Thanks for updated version!

Gregory Price <gourry.memverge@xxxxxxxxx> writes:

> v2:
>   changes / adds:
> - flattened weight matrix to an array at requested of Ying Huang
> - Updated ABI docs per Davidlohr Bueso request
> - change uapi structure to use aligned/fixed-length members as
>   Suggested-by: Arnd Bergmann <arnd@xxxxxxxx>
> - Implemented weight fetch logic in get_mempolicy2
> - mbind2 was changed to take (iovec,len) as function arguments
>   rather than add them to the uapi structure, since they describe
>   where to apply the mempolicy - as opposed to being part of it.
>
>   fixes:
> - fixed bug on fork/pthread
>   Reported-by: Seungjun Ha <seungjun.ha@xxxxxxxxxxx>
>   Link: https://lore.kernel.org/linux-cxl/20231206080944epcms2p76ebb230b9f4595f5cfcd2531d67ab3ce@epcms2p7/
> - fixed bug in mbind2 where MPOL_F_GWEIGHTS was not set when il_weights
>   was omitted after local weights were added as an option
> - fixed bug in interleave logic where an OOB access was made if
>   next_node_in returned MAX_NUMNODES
> - fixed bug in bulk weighted interleave allocator where over-allocation
>   could occur.
>
>   tests:
> - LTP: validated existing get_mempolicy, set_mempolicy, and mbind testss
> - LTP: validated existing get_mempolicy, set_mempolicy, and mbind with
>        MPOL_WEIGHTED_INTERLEAVE added.
> - basic set_mempolicy2 tests and numactl -w --interleave tests
>
>   numactl:
> - Sample numactl extension for set_mempolicy available here:
>   Link: https://github.com/gmprice/numactl/tree/weighted_interleave_master
>
> (summary of LTP tests and manual tests added to end of cover letter)
>
> =====================================================================
>
> This patch set extends the mempolicy interface to enable new
> mempolicies which may require extended data to operate.
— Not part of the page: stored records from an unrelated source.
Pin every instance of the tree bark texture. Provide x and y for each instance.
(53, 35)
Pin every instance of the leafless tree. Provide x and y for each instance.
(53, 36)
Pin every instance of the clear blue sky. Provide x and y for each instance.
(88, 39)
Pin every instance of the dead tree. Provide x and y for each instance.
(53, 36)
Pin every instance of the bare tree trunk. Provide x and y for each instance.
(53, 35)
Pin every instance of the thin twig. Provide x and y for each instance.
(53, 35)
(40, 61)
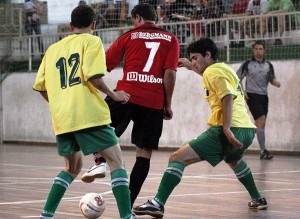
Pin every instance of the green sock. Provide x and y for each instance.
(119, 183)
(244, 175)
(170, 180)
(61, 182)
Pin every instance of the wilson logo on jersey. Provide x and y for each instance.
(151, 36)
(135, 76)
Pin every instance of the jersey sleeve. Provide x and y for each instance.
(242, 71)
(271, 73)
(173, 55)
(39, 84)
(94, 62)
(115, 53)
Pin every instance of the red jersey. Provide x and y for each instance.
(239, 6)
(147, 50)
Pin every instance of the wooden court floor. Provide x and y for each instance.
(27, 172)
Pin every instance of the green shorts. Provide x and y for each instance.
(213, 146)
(88, 140)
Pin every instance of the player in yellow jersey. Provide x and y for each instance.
(231, 131)
(70, 78)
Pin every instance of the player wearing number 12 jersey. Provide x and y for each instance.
(150, 61)
(69, 79)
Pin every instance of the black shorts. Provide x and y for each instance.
(258, 105)
(147, 122)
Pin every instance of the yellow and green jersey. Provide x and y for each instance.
(64, 73)
(219, 80)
One
> such policy is included with this set as an example.
>
> There are 3 major "phases" in the patch set:
> 1) Implement a "global weight" mechanism via sysfs, which allows
>    set_mempolicy to implement MPOL_WEIGHTED_INTERLEAVE utilizing
>    weights set by the administrator (or system daemon).
>
> 2) A refactor of the mempolicy creation mechanism to accept an
>    extensible argument structure `struct mempolicy_args` to promote
>    code re-use between the original mempolicy/mbind interfaces and
>    the new extended mempolicy/mbind interfaces.
>
> 3) Implementation of set_mempolicy2, get_mempolicy2, and mbind2,
>    along with the addition of task-local weights so that per-task
>    weights can be registered for MPOL_WEIGHTED_INTERLEAVE.
>
> =====================================================================
> (Patch 1) : sysfs addition - /sys/kernel/mm/mempolicy/
>
> This feature  provides a way to set interleave weight information under
> sysfs at /sys/kernel/mm/mempolicy/weighted_interleave/nodeN/nodeM/weight
>
>     The sysfs structure is designed as follows.
>
>       $ tree /sys/kernel/mm/mempolicy/
>       /sys/kernel/mm/mempolicy/
>       ├── possible_nodes
>       └── weighted_interleave
>           ├── nodeN
>           │   └── weight
>           └── nodeN+X
>               └── weight
>
> 'mempolicy' is added to '/sys/kernel/mm/' as a control group for
> the mempolicy subsystem.

Is it good to add 'mempolicy' in '/sys/kernel/mm/numa'?  The advantage
is that 'mempolicy' here is in fact "NUMA mempolicy".  The disadvantage
is one more directory nesting.  I have no strong opinion here.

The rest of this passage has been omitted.